FHIR Chat · crucible hanging · crucible

Stream: crucible

Topic: crucible hanging


view this post on Zulip Ben Spencer (Mar 05 2019 at 13:23):

Hello again

We've deployed a public server and are attempting to run crucible against it. It seems to consistently get stuck after about half an hour, not always in exactly the same place. Once it gets stuck we can see from the logs that we're no longer receiving http requests from it. I've run a local crucible in docker-compose against it and that runs the tests to completion.

https://projectcrucible.org/servers/5c791f4404ebd07fa1000000

Last request from that run was at 13:07:42

view this post on Zulip Robert Scanlon (Mar 05 2019 at 14:06):

Hmmm, thanks Ben, we'll take a look.
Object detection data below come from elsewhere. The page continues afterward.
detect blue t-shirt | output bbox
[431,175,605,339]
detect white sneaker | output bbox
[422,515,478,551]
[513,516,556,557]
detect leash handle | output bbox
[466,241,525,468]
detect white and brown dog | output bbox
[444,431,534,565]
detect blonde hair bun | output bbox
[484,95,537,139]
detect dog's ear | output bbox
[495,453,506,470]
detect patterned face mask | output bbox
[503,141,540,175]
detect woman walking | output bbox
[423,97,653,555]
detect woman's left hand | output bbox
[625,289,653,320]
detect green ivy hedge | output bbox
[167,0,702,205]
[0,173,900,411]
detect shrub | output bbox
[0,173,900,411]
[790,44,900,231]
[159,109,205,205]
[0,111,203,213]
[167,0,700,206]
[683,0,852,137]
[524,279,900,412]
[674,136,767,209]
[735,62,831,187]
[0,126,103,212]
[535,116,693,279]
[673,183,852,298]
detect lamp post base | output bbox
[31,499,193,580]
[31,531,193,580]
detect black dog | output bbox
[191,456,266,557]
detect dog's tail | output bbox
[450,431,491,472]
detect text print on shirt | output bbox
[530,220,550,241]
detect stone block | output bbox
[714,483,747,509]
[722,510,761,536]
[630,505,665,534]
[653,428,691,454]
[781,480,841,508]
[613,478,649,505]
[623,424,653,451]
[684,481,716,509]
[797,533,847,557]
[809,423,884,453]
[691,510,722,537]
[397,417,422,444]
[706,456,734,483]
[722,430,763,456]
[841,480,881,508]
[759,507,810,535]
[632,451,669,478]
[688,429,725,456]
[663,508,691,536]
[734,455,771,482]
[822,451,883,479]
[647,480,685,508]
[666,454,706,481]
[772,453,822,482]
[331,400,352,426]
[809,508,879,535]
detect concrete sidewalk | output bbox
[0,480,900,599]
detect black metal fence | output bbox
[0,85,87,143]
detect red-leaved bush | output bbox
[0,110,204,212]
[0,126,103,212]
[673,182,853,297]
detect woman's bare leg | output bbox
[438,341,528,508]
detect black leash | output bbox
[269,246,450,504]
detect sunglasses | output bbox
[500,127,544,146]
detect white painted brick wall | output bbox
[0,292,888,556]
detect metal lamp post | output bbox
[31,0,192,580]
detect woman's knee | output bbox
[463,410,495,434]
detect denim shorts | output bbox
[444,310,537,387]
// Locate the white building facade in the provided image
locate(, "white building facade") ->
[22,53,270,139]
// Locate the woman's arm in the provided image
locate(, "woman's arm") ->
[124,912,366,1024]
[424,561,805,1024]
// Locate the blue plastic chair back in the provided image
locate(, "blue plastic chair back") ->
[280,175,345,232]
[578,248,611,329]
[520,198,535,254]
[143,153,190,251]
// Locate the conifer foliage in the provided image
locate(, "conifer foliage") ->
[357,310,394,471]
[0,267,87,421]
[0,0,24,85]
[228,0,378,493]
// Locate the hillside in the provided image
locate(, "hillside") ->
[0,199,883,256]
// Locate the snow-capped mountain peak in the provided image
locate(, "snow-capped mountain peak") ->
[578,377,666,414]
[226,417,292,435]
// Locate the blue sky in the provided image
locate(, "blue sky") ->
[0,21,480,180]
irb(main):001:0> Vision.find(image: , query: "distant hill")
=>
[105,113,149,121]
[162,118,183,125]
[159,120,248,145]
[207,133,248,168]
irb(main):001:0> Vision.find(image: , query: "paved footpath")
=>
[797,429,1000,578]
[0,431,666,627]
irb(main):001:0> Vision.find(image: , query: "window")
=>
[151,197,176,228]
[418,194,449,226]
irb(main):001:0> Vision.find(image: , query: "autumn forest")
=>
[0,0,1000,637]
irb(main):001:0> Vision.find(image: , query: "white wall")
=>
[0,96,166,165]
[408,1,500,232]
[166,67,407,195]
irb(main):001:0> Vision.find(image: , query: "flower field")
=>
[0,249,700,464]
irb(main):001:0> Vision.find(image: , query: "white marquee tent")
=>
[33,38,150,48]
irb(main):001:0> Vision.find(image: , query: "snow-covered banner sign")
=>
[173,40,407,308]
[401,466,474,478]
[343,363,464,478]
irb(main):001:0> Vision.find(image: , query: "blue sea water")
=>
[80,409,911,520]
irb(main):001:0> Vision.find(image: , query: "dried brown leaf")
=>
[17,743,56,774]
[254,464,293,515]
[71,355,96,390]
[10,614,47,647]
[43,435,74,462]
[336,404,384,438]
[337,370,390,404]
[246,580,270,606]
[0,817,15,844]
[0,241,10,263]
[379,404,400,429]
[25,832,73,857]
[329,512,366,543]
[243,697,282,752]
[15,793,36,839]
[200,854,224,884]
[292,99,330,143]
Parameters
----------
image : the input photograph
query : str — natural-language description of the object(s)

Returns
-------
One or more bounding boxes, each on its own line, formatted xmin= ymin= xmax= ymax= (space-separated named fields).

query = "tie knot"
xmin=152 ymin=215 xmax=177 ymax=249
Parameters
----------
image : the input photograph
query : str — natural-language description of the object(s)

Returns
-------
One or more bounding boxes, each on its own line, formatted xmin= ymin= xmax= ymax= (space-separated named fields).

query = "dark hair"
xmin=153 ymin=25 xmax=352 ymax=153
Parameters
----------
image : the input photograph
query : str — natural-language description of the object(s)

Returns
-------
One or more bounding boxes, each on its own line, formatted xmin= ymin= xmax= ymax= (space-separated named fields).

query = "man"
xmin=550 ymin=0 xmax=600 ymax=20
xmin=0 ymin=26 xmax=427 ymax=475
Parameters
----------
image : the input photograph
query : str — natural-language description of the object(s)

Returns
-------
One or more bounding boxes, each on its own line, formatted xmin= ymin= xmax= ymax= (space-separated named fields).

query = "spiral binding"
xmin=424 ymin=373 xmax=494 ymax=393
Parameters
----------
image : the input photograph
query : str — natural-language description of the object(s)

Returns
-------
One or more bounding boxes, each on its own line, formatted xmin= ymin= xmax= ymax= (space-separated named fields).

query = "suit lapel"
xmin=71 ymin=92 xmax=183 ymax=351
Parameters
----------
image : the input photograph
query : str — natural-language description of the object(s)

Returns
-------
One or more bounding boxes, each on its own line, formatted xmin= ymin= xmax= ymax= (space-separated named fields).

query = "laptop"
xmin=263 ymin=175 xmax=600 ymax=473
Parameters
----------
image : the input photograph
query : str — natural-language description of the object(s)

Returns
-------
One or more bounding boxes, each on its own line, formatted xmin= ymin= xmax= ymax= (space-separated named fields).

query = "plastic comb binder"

Looks like it is hanging on 'Resource Test Supply Delivery' right now. Screen-Shot-2019-03-05-at-9.05.00-AM.png

view this post on Zulip Robert Scanlon (Mar 05 2019 at 14:09):

In the past we have had some problems when running the full barrage of tests, though it wasn't consistent enough to replicate and track down the issue. I believe our running hypothesis was either the JSON parsing or XML parsing libraries caused some kind of fatal error to occur.

view this post on Zulip Robert Scanlon (Mar 05 2019 at 14:09):

From what you can tell, is it always failing on the same test?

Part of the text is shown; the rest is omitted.